Lukybear · Jun 13, 2009

One more: I got partial answer... Just want to see working out

Thanks

Solve
$3(tanA+secA)=2cotA$

Also:
$cosxtanx+tanx=cosx+1$

jet · Jun 13, 2009

Lukybear · Jun 13, 2009

wow much thanks!!

But question about second ones.

I solved only for tanx which caused me to go wrong. In which cases does both trig identifies have to be solved?

jet · Jun 13, 2009

Lukybear said:
wow much thanks!!

But question about second ones.

I solved only for tanx which caused me to go wrong. In which cases does both trig identifies have to be solved?

Always always always.
The basic rule is NEVER eliminate one of the functions, because this could eliminate solutions.
e.g sinxcosx = cosx. You dont go sinx = 1 by dividing by cos x.
You would go sinxcosx-cosx = 0 and go from there.

Lukybear · Jun 13, 2009

o wow, thanks. Teacher never taugh us that.

Also for the first question, in the end you mentioned that tan270 is undefined therefore it is not answer. What is the general rule for this?

jet · Jun 13, 2009

I'm not sure what you mean. it is just a known fact that tan270° is undefined.

tan270° = sin270/cos270
= -1/0
= Undefined as you cannot divide by zero.
You cannot calculate the value of tan for any multiple of 90°

gurmies · Jun 13, 2009

jetblack2007 said:
Always always always.
The basic rule is NEVER eliminate one of the functions, because this could eliminate solutions.
e.g sinxcosx = cosx. You dont go sinx = 1 by dividing by cos x.
You would go sinxcosx-cosx = 0 and go from there.

Very true. By dividing by cosx, you're assuming it can't be zero. If you choose to use this method, always check at the end whether angles like pi/2, 3pi/2 were solutions.

Gibbatron · Jun 13, 2009

Trigonometric proofs are the absolute pits. Worse that parabola proofs, which are shocking enough.

Drongoski · Jun 13, 2009

Gibbatron said:
Trigonometric proofs are the absolute pits. Worse that parabola proofs, which are shocking enough.
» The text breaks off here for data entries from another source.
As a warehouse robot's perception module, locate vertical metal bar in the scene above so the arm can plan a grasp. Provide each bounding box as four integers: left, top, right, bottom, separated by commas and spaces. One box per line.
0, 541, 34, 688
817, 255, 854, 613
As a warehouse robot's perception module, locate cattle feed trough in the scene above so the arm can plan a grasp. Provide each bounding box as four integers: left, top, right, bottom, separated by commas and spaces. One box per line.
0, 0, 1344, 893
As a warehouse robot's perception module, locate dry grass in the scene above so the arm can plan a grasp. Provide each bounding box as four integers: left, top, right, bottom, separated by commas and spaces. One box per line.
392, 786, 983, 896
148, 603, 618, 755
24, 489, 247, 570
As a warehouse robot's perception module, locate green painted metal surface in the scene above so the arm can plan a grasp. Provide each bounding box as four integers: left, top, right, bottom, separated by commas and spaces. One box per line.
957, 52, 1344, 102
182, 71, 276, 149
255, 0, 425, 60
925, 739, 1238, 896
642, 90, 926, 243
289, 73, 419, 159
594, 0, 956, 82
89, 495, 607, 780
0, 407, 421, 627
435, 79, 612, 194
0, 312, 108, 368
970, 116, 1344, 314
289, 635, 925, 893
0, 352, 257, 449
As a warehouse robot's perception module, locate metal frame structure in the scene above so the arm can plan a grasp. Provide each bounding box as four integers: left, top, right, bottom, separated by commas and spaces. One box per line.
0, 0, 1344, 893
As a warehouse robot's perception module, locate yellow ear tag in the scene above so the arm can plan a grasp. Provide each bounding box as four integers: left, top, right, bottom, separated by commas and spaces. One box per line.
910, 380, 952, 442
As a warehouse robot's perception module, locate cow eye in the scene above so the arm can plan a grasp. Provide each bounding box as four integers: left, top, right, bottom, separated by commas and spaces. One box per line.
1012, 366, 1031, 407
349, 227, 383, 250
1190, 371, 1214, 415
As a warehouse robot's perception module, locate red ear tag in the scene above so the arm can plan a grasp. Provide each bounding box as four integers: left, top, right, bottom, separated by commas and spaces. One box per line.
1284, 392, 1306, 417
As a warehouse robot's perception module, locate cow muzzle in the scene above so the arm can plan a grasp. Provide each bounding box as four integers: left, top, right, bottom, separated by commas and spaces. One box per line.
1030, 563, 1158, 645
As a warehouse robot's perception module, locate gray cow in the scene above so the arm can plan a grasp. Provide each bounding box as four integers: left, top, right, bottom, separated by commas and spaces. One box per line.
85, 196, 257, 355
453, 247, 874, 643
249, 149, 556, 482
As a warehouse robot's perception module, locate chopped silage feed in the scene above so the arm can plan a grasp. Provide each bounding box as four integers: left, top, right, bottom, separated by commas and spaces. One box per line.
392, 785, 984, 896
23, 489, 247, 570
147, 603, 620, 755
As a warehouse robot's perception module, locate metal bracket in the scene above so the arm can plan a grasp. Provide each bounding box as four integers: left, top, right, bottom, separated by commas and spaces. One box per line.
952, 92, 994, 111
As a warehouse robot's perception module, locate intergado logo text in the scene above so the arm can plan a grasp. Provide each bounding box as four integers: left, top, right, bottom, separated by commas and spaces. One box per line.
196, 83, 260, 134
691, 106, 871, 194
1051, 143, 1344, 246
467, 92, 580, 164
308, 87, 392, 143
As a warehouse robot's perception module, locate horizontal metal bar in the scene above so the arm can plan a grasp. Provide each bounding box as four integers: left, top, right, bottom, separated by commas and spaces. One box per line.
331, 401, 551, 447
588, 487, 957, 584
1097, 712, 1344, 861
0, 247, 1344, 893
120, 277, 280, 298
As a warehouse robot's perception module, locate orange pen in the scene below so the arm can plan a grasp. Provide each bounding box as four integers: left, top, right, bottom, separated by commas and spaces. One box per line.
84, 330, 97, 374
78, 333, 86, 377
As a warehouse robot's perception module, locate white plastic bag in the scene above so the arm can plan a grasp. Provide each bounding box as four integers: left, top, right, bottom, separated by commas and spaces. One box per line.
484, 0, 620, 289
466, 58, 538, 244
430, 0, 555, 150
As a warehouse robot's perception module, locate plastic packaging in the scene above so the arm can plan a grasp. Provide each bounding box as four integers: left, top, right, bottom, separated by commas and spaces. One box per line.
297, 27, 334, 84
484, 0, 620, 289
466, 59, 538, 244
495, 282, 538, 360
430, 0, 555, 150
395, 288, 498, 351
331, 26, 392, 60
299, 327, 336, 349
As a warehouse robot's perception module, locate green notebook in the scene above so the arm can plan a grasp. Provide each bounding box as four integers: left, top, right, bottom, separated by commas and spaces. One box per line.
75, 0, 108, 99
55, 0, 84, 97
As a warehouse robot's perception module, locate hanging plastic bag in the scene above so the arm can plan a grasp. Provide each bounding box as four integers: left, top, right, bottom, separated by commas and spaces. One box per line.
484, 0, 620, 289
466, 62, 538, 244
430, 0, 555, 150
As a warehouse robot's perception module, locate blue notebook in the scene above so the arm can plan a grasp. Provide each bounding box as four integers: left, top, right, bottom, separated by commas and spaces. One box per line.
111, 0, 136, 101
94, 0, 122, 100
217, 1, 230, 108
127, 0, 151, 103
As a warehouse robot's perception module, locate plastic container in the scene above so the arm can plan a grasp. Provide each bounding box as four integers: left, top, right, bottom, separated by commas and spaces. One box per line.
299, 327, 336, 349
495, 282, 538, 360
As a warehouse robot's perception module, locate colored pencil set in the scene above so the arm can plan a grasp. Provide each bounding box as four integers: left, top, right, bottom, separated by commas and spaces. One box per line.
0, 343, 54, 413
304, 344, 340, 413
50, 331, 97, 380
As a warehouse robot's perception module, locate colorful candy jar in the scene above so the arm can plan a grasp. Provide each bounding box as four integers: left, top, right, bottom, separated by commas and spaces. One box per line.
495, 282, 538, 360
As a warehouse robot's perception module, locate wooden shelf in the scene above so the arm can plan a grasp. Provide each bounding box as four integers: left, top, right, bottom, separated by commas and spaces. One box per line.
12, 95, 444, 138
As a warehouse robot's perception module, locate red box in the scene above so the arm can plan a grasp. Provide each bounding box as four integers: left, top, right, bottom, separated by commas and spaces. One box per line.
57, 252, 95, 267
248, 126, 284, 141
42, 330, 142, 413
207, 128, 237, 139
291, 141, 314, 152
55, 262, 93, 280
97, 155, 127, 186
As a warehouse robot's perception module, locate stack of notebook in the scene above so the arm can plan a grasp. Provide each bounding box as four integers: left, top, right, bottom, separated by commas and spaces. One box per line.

I'm really surprised. Proving trigonometric identities at MX1 level is relatively trivial, I'd have thought.

MaNiElla · Jun 13, 2009

thats right

Gibbatron · Jun 13, 2009

Drongoski said:
I'm really surprised. Proving trigonometric identities at MX1 level is relatively trivial, I'd have thought.

it may be trivial but i think its extremely tedious and annoying.

Lukybear · Jun 14, 2009

I need help again...

Ladder X is clined to wall at angle a. Foot is fixed. If ladder was y cm longer, inclination to the horizontal would be B. Show the distance from the foot of the ladder to the wall is given by

Prove:

$\frac{ycosacosb}{cosa-cosb}=d$

is the bottom horizontal distance

And alrite Dron... We know your smart...

Aerath · Jun 14, 2009

Lukybear · Jun 14, 2009

Aerath, cant see pic... where attach it to your thread?

Aerath · Jun 14, 2009

Here we go.

Trigonometric Proofs (1 Viewer)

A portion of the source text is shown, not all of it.